Haik, who also heads Sheba’s division of plastic surgery and is a professor at Tel Aviv university, has previously brought his experience to Haiti.
In February 2020, on the tenth anniversary of the earthquake that devastated Haiti in 2010, Haik led an international team of burn surgeons, sponsored by BAN, to set up the first pediatric laser for treating disfiguring burn scars in children at Sacre Coeur Hospital on Milot.
JAMAICA
The Director of the Center for Reparation Research (CRR) at the University of the West Indies (UWI), Professor Verne A. Shepherd, has been reappointed chair of the United Nations’ Committee on the Elimination of Racial Discrimination (CERD).
CERD is the United Nation’s oldest treaty body and the committee implements the International Convention on the Elimination of Racial Discrimination.
Shepherd, whose candidacy was supported by CARICOM,  is  the first Jamaican to be a member of CERD and to serve as chair. She will be in the position for the next two years.
She has been a member of the committee since 2016, receiving the highest number of votes among those who competed for a seat on the CERD twice in a row.

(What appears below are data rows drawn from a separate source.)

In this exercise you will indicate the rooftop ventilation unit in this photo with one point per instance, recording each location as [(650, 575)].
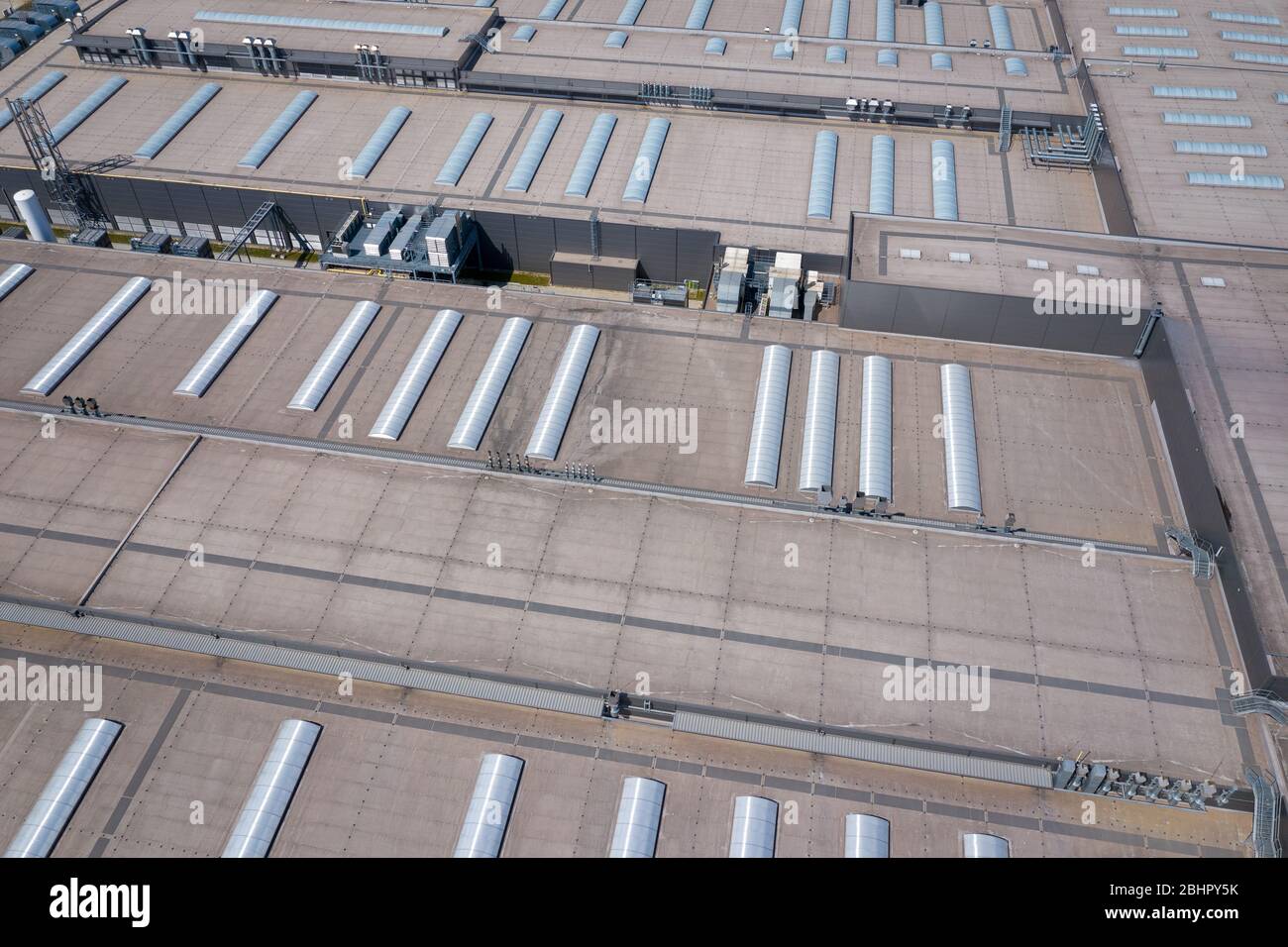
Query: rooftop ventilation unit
[(270, 793), (53, 809), (645, 161), (91, 103), (698, 14), (380, 141), (1162, 52), (767, 423), (639, 818), (867, 836), (175, 123), (411, 384), (84, 342), (13, 277), (881, 185), (489, 385), (979, 845), (349, 26), (33, 93), (535, 151), (822, 176), (630, 12), (464, 151), (819, 437), (961, 458), (562, 397), (226, 346), (755, 826), (489, 806), (334, 357), (591, 154), (281, 127), (943, 179), (876, 438)]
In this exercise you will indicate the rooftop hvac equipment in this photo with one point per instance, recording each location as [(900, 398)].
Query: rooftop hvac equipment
[(35, 217), (943, 179), (876, 429), (1267, 39), (1244, 18), (488, 813), (490, 381), (881, 185), (1155, 12), (867, 836), (349, 26), (420, 368), (90, 105), (932, 18), (1261, 58), (334, 357), (84, 342), (224, 347), (175, 123), (978, 845), (755, 826), (791, 22), (1162, 52), (1132, 30), (630, 12), (399, 248), (151, 243), (281, 127), (196, 248), (639, 817), (33, 93), (562, 397), (698, 14), (819, 437), (13, 277), (767, 424), (535, 151), (53, 809), (885, 21), (645, 161), (822, 175), (270, 793), (1220, 149), (961, 459), (464, 151), (591, 154), (375, 147), (1210, 119), (1192, 91), (1267, 182)]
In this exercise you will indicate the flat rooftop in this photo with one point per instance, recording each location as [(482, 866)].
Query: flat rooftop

This is the third time that the social historian and reparations advocate will serve as chair of the committee, having held four-year terms in 2015 and 2019.
TRINIDAD
Trinidad and Tobago Prime Minister Dr. Keith Rowley has raised concerns surrounding the participation of Cuba and Venezuela in the upcoming Summit of the Americas.
Speaking during a media briefing upon his return from Barbados recently, Rowley noted that the United States is hosting the Summit, which is scheduled to take place in June, in Los Angeles, California.
He noted that the United States has sanctions on Cuba and, as a result Cuba may be denied access to the Summit.
The prime minister said there have also been discussions on who will represent Venezuela at the Summit as the US recognizes Juan Guaido as Venezuela’s president.
“We demand that President Guaido or his representative be invited to the meeting and that creates a difficulty for CARICOM because we don’t acknowledged that there is a president Guaido and the United Nations acknowledges that the government of Venezuela is the Maduro government. So the Summit of the Americas seating officials who do not belong to the bona fide government is a difficulty,” Rowley said.